Cries of derision flew from the mouths of the warriors who had been within earshot. Ten Bears quieted them with a raising of his hand and an admonishment.

“Dances With Wolves has not finished his answer,” he said sternly.

“I would hide in the village, behind the lodges. I would watch only the breaks and not those coming from the prairie. I would let the enemy show himself first. I would let the enemy think we are fighting on the other side and that taking the camp will be easy. Then I would have these men hiding behind the lodges jump out and shoot. Then I would have these men charge the enemy with knives and skull crackers. I would drive the enemy into the river and kill so many that they would never come this way again.”

The old man had been listening carefully. He looked out over his warriors and lifted his voice.

“Dances With Wolves and I are of the same mind. We should kill so many that they will never come this way again. Let us go quietly.”

The men moved stealthily through the village with their new rifles and took up positions behind lodges that faced the river.
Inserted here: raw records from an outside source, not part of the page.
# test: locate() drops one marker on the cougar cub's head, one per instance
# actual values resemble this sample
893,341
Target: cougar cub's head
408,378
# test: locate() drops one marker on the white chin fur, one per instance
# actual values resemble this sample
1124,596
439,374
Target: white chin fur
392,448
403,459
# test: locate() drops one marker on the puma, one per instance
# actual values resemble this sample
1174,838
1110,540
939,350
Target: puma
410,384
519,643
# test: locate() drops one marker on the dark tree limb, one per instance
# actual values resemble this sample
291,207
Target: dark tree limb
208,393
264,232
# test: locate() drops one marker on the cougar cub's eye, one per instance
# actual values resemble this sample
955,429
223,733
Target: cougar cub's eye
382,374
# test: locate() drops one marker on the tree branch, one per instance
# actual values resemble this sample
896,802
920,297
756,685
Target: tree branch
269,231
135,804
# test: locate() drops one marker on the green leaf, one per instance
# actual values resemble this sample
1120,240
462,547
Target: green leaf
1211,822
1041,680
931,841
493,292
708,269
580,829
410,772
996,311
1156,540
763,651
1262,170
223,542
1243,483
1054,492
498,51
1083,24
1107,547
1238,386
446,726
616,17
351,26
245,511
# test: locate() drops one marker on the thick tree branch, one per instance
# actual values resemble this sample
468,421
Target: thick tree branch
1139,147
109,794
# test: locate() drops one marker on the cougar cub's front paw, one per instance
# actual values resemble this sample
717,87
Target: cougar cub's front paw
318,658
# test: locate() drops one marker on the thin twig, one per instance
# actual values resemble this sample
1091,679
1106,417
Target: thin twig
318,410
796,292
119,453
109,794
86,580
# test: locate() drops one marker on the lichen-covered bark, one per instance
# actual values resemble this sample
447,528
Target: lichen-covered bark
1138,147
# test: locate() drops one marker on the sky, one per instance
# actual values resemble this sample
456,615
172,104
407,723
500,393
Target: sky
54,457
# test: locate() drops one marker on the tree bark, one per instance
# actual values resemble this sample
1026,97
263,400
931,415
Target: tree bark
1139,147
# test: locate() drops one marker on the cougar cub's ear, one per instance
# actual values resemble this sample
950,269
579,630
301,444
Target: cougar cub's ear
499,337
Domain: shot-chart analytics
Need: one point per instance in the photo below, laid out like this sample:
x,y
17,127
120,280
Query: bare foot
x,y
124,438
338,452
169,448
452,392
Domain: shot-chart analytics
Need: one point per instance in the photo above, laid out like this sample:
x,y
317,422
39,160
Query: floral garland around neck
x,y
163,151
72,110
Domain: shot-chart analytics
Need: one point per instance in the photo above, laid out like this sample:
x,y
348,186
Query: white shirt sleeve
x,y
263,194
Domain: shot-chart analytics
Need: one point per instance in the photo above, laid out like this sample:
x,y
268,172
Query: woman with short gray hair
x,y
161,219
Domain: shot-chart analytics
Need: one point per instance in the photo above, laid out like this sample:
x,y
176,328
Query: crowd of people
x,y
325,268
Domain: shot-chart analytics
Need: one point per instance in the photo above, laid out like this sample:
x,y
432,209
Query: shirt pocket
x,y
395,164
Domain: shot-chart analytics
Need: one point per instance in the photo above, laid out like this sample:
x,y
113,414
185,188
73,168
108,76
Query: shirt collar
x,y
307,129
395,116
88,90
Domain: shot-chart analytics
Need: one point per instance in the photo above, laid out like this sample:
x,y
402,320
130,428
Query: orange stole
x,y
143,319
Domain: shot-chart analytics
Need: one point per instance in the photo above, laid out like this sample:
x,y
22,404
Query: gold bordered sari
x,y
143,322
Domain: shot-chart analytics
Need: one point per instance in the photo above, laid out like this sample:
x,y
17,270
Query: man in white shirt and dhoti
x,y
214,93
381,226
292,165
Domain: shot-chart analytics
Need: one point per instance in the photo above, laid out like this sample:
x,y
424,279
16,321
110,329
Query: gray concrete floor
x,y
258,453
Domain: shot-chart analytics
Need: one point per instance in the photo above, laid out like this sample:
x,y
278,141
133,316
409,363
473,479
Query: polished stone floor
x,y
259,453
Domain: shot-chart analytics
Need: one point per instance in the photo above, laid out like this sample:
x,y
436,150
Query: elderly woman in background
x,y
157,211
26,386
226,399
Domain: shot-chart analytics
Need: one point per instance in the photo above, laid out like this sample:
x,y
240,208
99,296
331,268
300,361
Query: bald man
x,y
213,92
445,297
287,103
Before he took his place beside them, Dances With Wolves slipped into Kicking Bird’s lodge. The children had been herded under robes. Sitting in silence beside them were the women. Kicking Bird’s wives were holding clubs in their laps. Stands With A Fist had his rifle. They said nothing, and neither did Dances With Wolves. He’d only wanted to see that they were ready.

He stole past the arbor and stopped behind his own lodge. It was one of the closest to the river. Stone Calf was on the other side. They nodded at each other and turned their attention to the open ground in front of them. It sloped for about a hundred yards before it met the breaks.

The rain was much lighter, but it still served to obscure their view. Clouds hung thickly overhead, and the halflight of dawn was almost no light at all. They could see little, but he felt sure they were there.

Dances With Wolves glanced up and down the line of tipis to his left and right. Comanche warriors were packed in behind each one, waiting with their rifles. Even Ten Bears was there.

The light was stronger now. The storm clouds were lifting and the rain was going with them. Suddenly the sun broke through, and a minute later steam was rising off the ground like fog.

Dances With Wolves squinted through the fog at the breaks and saw the dark shapes of men, sifting like spirits through the willows and cottonwoods.

He was starting to feel something he had not felt in a long time. It was that intangible thing that turned his eyes black, that turned on the machine that could not be shut down.